Andrew J. Satin, the Dorothy Edwards Professor and director of the Department of Gynecology and Obstetrics, has been elected president of the American Board of Obstetrics and Gynecology. His term begins July 1.

Stephen Sisson, a professor in the Division of General Internal Medicine, is one of two physicians worldwide to be elected to the American College of Physicians' board of regents, the 160,000-member organization's main policymaking council. Sisson will begin his two-year term in April. He currently sits on the board of governors as governor of the organization's Maryland Chapter.

Myron L. Weisfeldt, a professor of medicine-cardiovascular and a University Distinguished Service Professor, has received a Simon Dack Award from the American College of Cardiology for being an outstanding peer reviewer. Weisfeldt and four others were given the award at the organization's 67th annual Scientific Session, held March 10-12 in Orlando, Florida. The award recognizes the contributions and accomplishments of outstanding peer reviewers who assist the journal in its mission of publishing important new clinical information.

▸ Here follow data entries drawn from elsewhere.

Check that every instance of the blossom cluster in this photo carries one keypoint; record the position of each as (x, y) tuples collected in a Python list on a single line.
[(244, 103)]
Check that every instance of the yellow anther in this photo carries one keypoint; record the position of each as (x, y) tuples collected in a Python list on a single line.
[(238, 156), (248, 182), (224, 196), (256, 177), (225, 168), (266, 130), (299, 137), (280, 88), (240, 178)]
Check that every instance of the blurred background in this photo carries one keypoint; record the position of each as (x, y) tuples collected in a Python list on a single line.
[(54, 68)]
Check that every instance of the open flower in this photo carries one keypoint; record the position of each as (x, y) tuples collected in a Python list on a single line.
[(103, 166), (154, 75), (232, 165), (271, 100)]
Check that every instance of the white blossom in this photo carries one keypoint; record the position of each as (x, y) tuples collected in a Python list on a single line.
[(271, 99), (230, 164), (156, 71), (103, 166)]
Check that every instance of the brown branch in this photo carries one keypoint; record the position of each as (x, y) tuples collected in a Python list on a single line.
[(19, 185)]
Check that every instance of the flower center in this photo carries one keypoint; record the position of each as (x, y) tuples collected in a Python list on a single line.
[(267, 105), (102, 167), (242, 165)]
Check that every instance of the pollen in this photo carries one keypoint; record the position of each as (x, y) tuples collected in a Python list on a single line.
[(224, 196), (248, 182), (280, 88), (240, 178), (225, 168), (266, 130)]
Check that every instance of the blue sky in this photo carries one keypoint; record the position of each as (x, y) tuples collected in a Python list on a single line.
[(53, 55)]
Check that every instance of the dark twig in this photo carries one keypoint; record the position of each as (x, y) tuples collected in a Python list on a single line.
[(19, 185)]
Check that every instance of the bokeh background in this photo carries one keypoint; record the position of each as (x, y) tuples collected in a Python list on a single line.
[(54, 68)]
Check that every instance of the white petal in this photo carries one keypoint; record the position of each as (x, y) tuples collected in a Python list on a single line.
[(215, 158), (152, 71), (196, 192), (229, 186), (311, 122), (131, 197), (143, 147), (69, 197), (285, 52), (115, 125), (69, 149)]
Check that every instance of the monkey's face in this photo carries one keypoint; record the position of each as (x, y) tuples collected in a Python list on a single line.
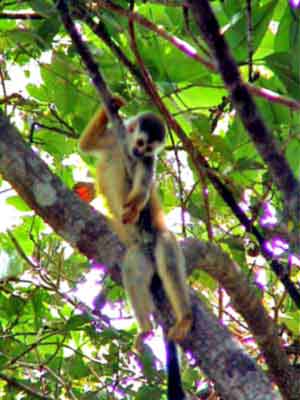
[(146, 135)]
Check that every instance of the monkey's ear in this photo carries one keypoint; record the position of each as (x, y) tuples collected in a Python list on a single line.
[(131, 127), (85, 190)]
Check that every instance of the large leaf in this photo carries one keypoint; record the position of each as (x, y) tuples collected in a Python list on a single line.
[(236, 34), (283, 66)]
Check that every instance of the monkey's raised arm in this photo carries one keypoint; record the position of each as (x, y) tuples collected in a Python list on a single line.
[(96, 136)]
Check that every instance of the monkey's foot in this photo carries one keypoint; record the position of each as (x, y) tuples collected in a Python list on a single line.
[(179, 331), (130, 215), (139, 341)]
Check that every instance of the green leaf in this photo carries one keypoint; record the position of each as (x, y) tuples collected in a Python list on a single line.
[(78, 321), (76, 367), (18, 203), (292, 154)]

The JHHS High-Value Care Committee has won the Award of Excellence in Teamwork given by the Society of Hospital Medicine. According to the society, the award recognizes exemplary quality-improvement initiatives in hospital medicine that engage the full patient-care team. It is intended to highlight outstanding team approaches to implementing interventions that improve patient care and safety. According to committee co-lead Amit Pahwa, an assistant professor and course director of the School of Medicine's Topics in Interdisciplinary Medicine: High-Value Health Care, the Hopkins team looks at treatments and tests that are used inappropriately and finds ways to help providers use them more appropriately. Team members will receive the award at SHM's annual convention in April.